In the cloned repo root directory, apply cmake configuration with the following command:

cmake -B build -S . -DCMAKE_TOOLCHAIN_FILE=<VCPKG_ROOT>/scripts/buildsystems/vcpkg.cmake -DVCPKG_TARGET_TRIPLET=x64-windows -DPYTHON3_EXECUTABLE=<PYTHON_EXECUTABLE_PATH>

In this process, the CMake script will check whether you have installed Vulkan SDK and CUDA Toolkit, and configure the build options accordingly.

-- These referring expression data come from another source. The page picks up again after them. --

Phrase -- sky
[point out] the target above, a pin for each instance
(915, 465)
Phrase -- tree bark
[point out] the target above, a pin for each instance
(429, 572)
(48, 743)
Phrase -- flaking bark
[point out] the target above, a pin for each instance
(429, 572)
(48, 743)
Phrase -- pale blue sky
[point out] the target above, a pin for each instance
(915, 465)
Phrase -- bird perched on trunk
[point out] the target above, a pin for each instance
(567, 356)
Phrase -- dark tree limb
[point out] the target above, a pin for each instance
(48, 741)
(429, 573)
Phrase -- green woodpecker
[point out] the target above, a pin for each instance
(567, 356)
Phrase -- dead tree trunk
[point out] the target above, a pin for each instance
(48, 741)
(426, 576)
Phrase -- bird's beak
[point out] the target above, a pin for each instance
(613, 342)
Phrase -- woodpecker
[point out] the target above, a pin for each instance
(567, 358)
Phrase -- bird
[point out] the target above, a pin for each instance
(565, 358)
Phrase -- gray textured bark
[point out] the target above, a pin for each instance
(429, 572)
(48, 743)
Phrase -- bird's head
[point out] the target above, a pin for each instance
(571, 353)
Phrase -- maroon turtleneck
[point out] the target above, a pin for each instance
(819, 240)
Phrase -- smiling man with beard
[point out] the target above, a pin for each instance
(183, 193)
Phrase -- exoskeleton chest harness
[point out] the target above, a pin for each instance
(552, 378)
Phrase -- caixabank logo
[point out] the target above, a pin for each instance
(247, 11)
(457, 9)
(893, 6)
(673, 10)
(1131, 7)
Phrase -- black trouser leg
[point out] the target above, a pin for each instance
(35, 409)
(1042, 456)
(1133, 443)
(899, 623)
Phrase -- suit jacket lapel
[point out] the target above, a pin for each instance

Step 3: Build your first demo

Run the following command to build the hello triangle demo:

cmake --build build --target demo_graphics_hello_triangle

the code is under path demo/graphics_hello_triangle

The compiled executable should be located at build/demo/graphics_hello_triangle/graphics_hello_triangle.

macOS

Step 0: Prerequisites

  • vcpkg: The C++ package manager. Clone the vcpkg repo to anywhere you like, we will refer tha vcpkg path as <VCPKG_ROOT> in the following instructions (the path ends in vcpkg, not its parent directory).
  • Vulkan SDK: Vulkan is the latest cross-platform graphics API. Install the SDK [Caution: not the Runtime (RT)] via the official SDK installer. You should be able to run vulkaninfo command in a new terminal after installation. No optional components are needed for this project.
  • [optional] Python3: We provide python package with pybind11. Such functionality requires Python3 installation. You may install anywhere you like (System-wide, User-only, Conda, Homebrew, etc.). We will refer the python executable path as <PYTHON_EXECUTABLE_PATH> in the following instructions.

CUDA is not available on macOS since Apple has deprecated NVIDIA GPU support.

Step 1: Clone the repo

  • Clone this repo with submodules:
    git clone --recurse-submodules
    or
  • Clone without submodules:
    git clone <this-repo-url>
    Then initialize and update the submodules (in the root directory of this repo):
    git submodule update --init --recursive

Step 2: CMake Configuration

In the cloned repo root directory, apply cmake configuration with the following command:

cmake -B build -S . -DCMAKE_TOOLCHAIN_FILE=<VCPKG_ROOT>/scripts/buildsystems/vcpkg.cmake -DVCPKG_TARGET_TRIPLET=x64-windows -DPYTHON3_EXECUTABLE=<PYTHON_EXECUTABLE_PATH>

In this process, the CMake script will check whether you have installed Vulkan SDK and CUDA Toolkit, and configure the build options accordingly.

Step 3: Build your first demo

Run the following command to build the hello triangle demo:

cmake --build build --target demo_graphics_hello_triangle

the code is under path demo/graphics_hello_triangle

The compiled executable should be located at build/demo/graphics_hello_triangle/graphics_hello_triangle.